Leukotrienes, products of the 5-lipoxygenase pathway of arachidonic acid metabolism, have been suggested to play a pathogenic role in psoriasis, because of their ability to induce skin inflammation and to stimulate epidermal proliferation. The 15-lipoxygenase product 15-hydroxy-eicosatetraenoic acid (15-HETE) has no proinflammatory capacity. In contrast, it can inhibit the activity of the 5-lipoxygenase. The purpose of the present study was to study the effect of 5-lipoxygenase inhibitors on the formation of 15-HETE by human neutrophils in vitro. Purified neutrophils were incubated with A 23187 (5 microM) and arachidonic acid (25 microM) with and without different inhibitors of 5-lipoxygenase activity (RS 43179, benoxaprofen, NDGA, and CP 66248). Methods for identifying eicosanoids included RP-HPLC and radioimmunoassay. Formation of leukotriene B4 was inhibited in a dose-dependent way, which was strongly correlated with a concomitant increase in the formation of 15-HETE (r = 0.97, p less than 0.01).

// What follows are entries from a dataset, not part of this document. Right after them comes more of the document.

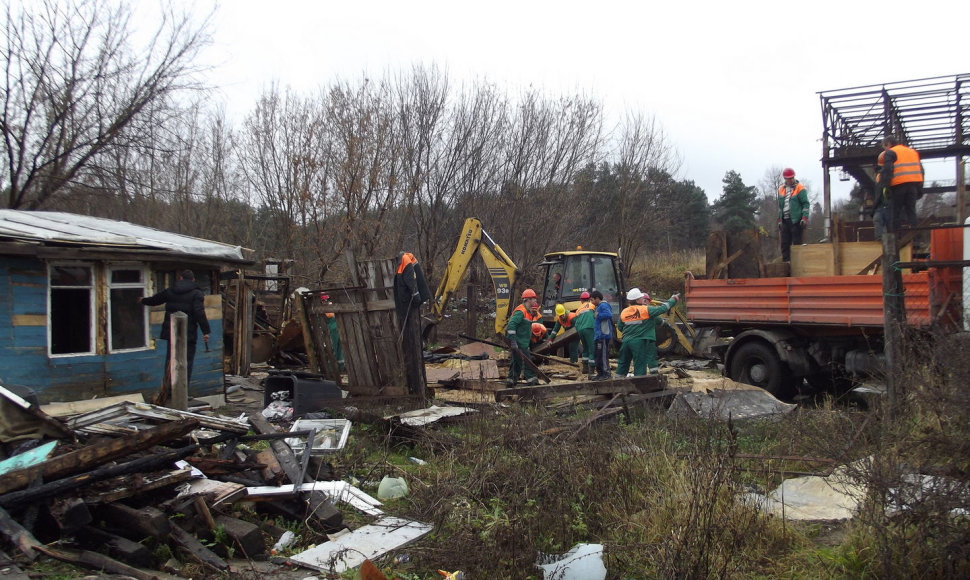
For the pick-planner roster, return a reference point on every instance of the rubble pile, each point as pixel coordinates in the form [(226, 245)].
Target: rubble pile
[(145, 491)]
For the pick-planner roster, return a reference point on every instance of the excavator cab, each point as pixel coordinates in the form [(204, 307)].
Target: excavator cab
[(569, 274)]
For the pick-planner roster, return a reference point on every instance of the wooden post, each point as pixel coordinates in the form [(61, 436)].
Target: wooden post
[(309, 344), (894, 313), (471, 317), (178, 365)]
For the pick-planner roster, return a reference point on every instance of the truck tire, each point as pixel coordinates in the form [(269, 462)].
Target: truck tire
[(666, 340), (756, 363)]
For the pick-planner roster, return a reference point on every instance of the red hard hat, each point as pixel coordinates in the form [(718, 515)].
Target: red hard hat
[(538, 329)]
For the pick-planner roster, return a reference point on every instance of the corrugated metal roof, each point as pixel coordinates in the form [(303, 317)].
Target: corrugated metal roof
[(59, 228)]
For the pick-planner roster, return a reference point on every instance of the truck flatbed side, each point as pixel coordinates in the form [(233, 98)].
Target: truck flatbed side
[(844, 301)]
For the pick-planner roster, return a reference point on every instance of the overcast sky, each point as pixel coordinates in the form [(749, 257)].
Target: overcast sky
[(734, 84)]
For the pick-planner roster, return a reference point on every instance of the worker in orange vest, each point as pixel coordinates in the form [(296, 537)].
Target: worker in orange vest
[(519, 331), (564, 321), (792, 212), (902, 174), (585, 322)]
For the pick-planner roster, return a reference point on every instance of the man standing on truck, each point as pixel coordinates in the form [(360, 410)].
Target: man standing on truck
[(638, 322), (585, 321), (519, 334), (603, 335), (902, 174), (792, 212)]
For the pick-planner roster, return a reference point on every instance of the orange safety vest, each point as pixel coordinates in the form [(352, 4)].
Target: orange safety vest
[(798, 188), (636, 314), (568, 322), (906, 169), (528, 316), (406, 260)]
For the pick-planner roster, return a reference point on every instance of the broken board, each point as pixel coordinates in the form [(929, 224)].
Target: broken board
[(366, 543)]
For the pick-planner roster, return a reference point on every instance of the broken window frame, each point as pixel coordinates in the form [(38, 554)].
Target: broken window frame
[(142, 284), (92, 312)]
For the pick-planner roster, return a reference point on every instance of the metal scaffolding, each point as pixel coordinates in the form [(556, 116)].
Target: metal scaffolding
[(931, 115)]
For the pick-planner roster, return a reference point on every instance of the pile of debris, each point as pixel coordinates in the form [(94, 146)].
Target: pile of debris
[(90, 487)]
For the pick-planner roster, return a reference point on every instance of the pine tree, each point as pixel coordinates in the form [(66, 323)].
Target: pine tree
[(735, 209)]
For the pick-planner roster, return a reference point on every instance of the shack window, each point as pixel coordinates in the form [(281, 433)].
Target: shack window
[(71, 309), (128, 319)]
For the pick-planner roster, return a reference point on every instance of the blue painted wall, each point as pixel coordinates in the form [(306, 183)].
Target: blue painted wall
[(24, 359)]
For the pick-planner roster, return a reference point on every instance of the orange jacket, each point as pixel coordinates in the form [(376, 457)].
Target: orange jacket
[(635, 314), (906, 168)]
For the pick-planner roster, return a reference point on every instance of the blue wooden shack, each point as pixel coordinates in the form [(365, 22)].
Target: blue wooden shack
[(71, 326)]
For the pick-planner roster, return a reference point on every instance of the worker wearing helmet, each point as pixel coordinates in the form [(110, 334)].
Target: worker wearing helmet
[(880, 209), (902, 175), (603, 335), (538, 333), (338, 352), (792, 212), (564, 321), (585, 321), (519, 332), (638, 322)]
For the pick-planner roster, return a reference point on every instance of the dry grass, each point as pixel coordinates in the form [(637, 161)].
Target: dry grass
[(663, 274)]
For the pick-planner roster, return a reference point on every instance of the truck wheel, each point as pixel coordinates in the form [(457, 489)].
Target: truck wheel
[(756, 363), (666, 341)]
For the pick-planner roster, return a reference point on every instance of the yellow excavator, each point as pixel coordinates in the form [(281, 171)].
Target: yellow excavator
[(567, 275), (570, 273), (474, 240)]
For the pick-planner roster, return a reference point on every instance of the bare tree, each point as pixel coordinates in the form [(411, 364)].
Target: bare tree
[(641, 148), (75, 87), (363, 154), (283, 154)]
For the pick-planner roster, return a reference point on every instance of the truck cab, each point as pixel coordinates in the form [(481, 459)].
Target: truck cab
[(569, 274)]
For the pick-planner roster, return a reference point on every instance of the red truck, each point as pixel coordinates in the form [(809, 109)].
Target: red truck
[(823, 329)]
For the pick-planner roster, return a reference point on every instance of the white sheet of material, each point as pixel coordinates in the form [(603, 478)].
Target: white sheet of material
[(366, 543), (61, 227)]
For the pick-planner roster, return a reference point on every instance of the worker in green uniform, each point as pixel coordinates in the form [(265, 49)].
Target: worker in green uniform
[(564, 321), (519, 331), (638, 323), (585, 321), (334, 336)]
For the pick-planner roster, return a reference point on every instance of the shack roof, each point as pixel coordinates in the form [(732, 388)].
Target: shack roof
[(20, 230)]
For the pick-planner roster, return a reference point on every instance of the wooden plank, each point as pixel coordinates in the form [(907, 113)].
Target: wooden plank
[(193, 546), (368, 542), (156, 412), (145, 522), (145, 484), (95, 454), (320, 505), (812, 260), (29, 320), (96, 561), (60, 410), (644, 384), (18, 536), (63, 485)]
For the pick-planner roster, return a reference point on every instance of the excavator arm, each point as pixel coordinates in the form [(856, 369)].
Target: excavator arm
[(503, 271)]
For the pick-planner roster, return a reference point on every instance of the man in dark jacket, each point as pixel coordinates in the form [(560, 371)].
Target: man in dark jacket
[(185, 296)]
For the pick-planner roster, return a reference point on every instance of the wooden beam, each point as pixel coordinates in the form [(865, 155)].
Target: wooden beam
[(95, 454), (18, 536), (643, 384)]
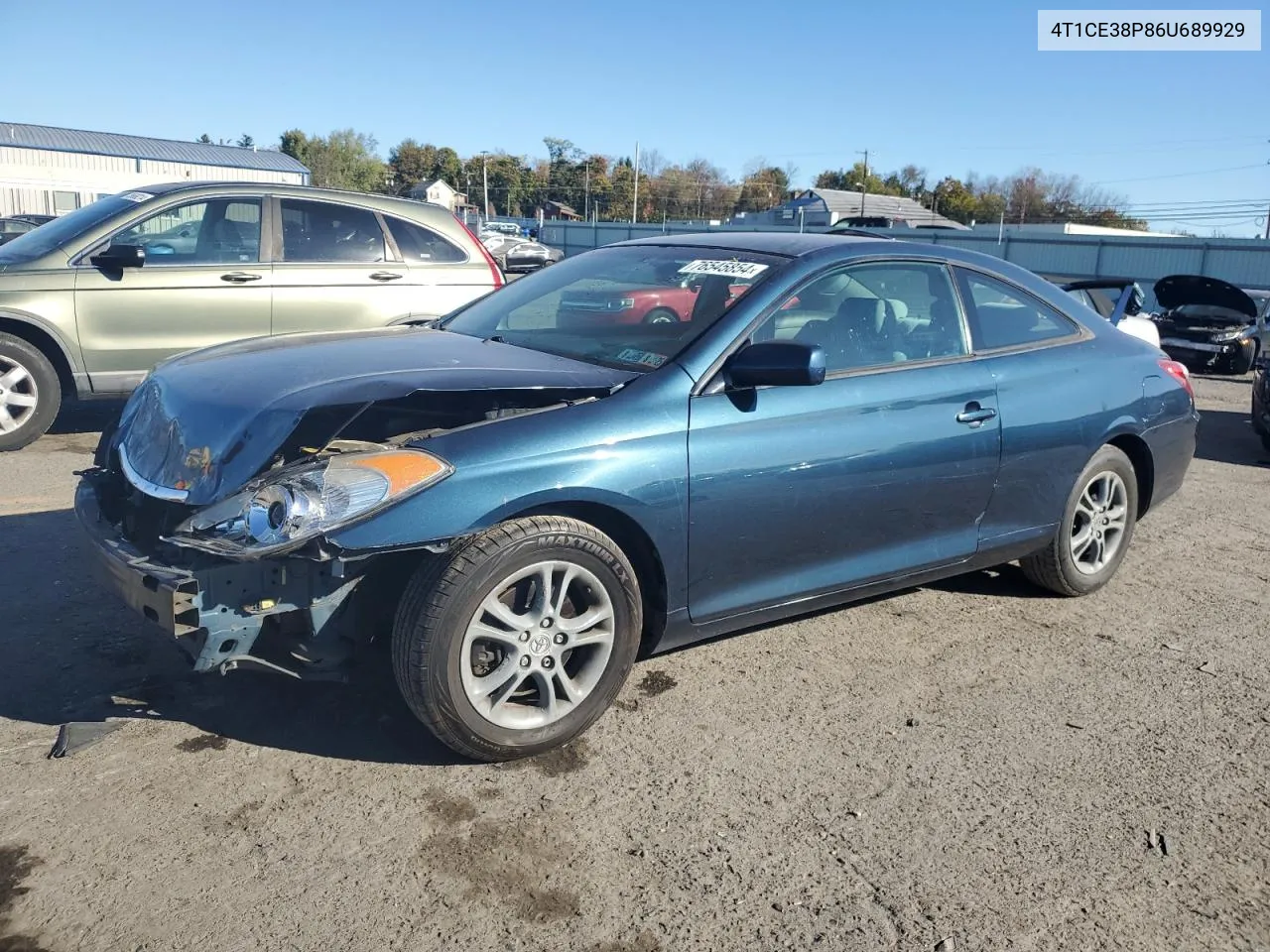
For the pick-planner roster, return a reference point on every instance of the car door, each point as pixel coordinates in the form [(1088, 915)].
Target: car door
[(203, 282), (881, 470), (1047, 395), (335, 270), (440, 276)]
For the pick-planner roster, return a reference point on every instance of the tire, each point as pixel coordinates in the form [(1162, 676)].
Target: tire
[(443, 655), (661, 315), (26, 376), (1069, 569)]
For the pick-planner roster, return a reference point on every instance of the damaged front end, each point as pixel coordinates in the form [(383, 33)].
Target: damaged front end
[(213, 517), (1207, 322)]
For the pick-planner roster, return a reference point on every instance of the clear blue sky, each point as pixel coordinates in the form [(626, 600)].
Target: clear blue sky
[(952, 86)]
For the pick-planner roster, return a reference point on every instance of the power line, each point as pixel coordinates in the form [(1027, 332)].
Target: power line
[(1180, 175)]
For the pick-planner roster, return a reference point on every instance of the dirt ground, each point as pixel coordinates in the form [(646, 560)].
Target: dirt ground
[(971, 765)]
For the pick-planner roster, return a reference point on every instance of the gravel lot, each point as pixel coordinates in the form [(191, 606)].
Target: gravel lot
[(969, 765)]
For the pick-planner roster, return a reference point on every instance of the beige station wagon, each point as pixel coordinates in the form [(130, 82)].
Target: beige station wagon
[(90, 301)]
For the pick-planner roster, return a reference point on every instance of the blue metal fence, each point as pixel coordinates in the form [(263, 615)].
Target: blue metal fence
[(1243, 262)]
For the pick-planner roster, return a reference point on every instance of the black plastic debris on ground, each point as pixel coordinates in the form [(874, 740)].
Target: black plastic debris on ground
[(76, 735)]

The cyclooxygenase inhibitor indomethacin did not change 15-HETE formation. The stimulation of 15-HETE formation was not associated with cell damage as assessed by LDH release. Furthermore, identical incubations of T lymphocytes, characterized by a low 5-lipoxygenase activity, did not result in increased 15-HETE formation. These results show that inhibition of 5-lipoxygenase activity can lead to increased formation of 15-HETE. Because 15-HETE inhibits formation of 5-LO products, it may amplify the effect of 5-lipoxygenase inhibitors.